To load XML files with arbitrary encoding I have the following code:

Encoding encoding;
using (var reader = new XmlTextReader(filepath))
{
    reader.MoveToContent();
    encoding = reader.Encoding;
}

var settings = new XmlReaderSettings { NameTable = new NameTable() };
var xmlns = new XmlNamespaceManager(settings.NameTable);
var context = new XmlParserContext(null, xmlns, "", XmlSpace.Default, 
    encoding);
using (var reader = XmlReader.Create(filepath, settings, context))
{
    return XElement.Load(reader);
}

This works, but it seems a bit inefficient to open the file twice.
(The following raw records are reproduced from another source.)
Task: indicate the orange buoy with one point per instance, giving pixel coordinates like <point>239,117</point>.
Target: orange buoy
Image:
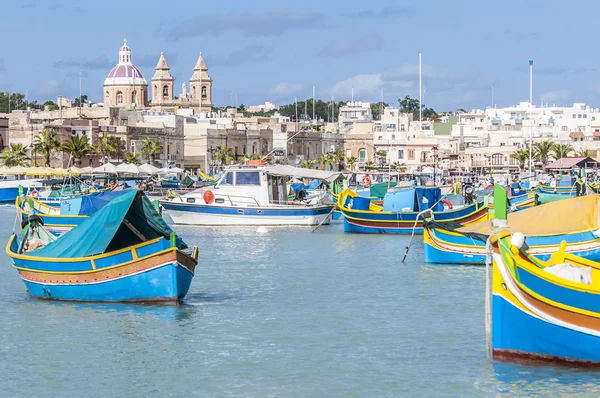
<point>208,197</point>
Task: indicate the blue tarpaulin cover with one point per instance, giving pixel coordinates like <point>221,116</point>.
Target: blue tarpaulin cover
<point>428,197</point>
<point>106,230</point>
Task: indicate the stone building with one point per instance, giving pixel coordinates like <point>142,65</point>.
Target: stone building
<point>163,88</point>
<point>125,87</point>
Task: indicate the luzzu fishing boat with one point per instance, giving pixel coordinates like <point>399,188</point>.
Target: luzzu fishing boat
<point>124,252</point>
<point>400,210</point>
<point>574,221</point>
<point>251,196</point>
<point>548,311</point>
<point>68,213</point>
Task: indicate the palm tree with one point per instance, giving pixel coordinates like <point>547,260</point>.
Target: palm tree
<point>15,155</point>
<point>77,147</point>
<point>106,145</point>
<point>380,155</point>
<point>132,158</point>
<point>224,155</point>
<point>521,156</point>
<point>560,151</point>
<point>151,148</point>
<point>586,153</point>
<point>46,142</point>
<point>307,164</point>
<point>541,151</point>
<point>351,161</point>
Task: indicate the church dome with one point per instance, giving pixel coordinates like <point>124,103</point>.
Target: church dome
<point>125,73</point>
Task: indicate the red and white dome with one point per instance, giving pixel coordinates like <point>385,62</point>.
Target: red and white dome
<point>125,73</point>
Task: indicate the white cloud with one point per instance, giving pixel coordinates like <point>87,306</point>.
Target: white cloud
<point>285,90</point>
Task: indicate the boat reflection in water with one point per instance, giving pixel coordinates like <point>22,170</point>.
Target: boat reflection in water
<point>123,252</point>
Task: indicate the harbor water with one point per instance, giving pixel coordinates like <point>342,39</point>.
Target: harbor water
<point>274,312</point>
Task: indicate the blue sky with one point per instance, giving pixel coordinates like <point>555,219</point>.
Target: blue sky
<point>276,51</point>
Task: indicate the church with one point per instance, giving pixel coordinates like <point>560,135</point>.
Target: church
<point>126,87</point>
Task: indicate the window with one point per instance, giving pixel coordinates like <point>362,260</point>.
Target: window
<point>362,155</point>
<point>497,159</point>
<point>247,178</point>
<point>227,179</point>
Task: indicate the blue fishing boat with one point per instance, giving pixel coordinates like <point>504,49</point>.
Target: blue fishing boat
<point>574,221</point>
<point>124,252</point>
<point>400,209</point>
<point>543,310</point>
<point>66,214</point>
<point>9,189</point>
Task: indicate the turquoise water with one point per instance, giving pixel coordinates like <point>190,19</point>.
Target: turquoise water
<point>287,313</point>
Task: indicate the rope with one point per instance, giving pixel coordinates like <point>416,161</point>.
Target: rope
<point>413,232</point>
Is there a better way to detect the encoding such that I can do:

  1. Open file
  2. Detect encoding
  3. Read XML into an XElement
  4. Close file

Answer

Peter Lillevold picture Peter Lillevold · Mar 12, 2009

Ok, I should have thought of this earlier. Both XmlTextReader (which gives us the Encoding) and XmlReader.Create (which allows us to specify encoding) accepts a Stream. So how about first opening a FileStream and then use this with both XmlTextReader and XmlReader, like this:

using (var txtreader = new FileStream(filepath, FileMode.Open))
{
    using (var xmlreader = new XmlTextReader(txtreader))
    {
        // Read in the encoding info
        xmlreader.MoveToContent();
        var encoding = xmlreader.Encoding;

        // Rewind to the beginning
        txtreader.Seek(0, SeekOrigin.Begin);

        var settings = new XmlReaderSettings { NameTable = new NameTable() };
        var xmlns = new XmlNamespaceManager(settings.NameTable);
        var context = new XmlParserContext(null, xmlns, "", XmlSpace.Default,
                 encoding);

        using (var reader = XmlReader.Create(txtreader, settings, context))
        {
            return XElement.Load(reader);
        }
    }
}

This works like a charm. Reading XML files in an encoding independent way should have been more elegant but at least I'm getting away with only one file open.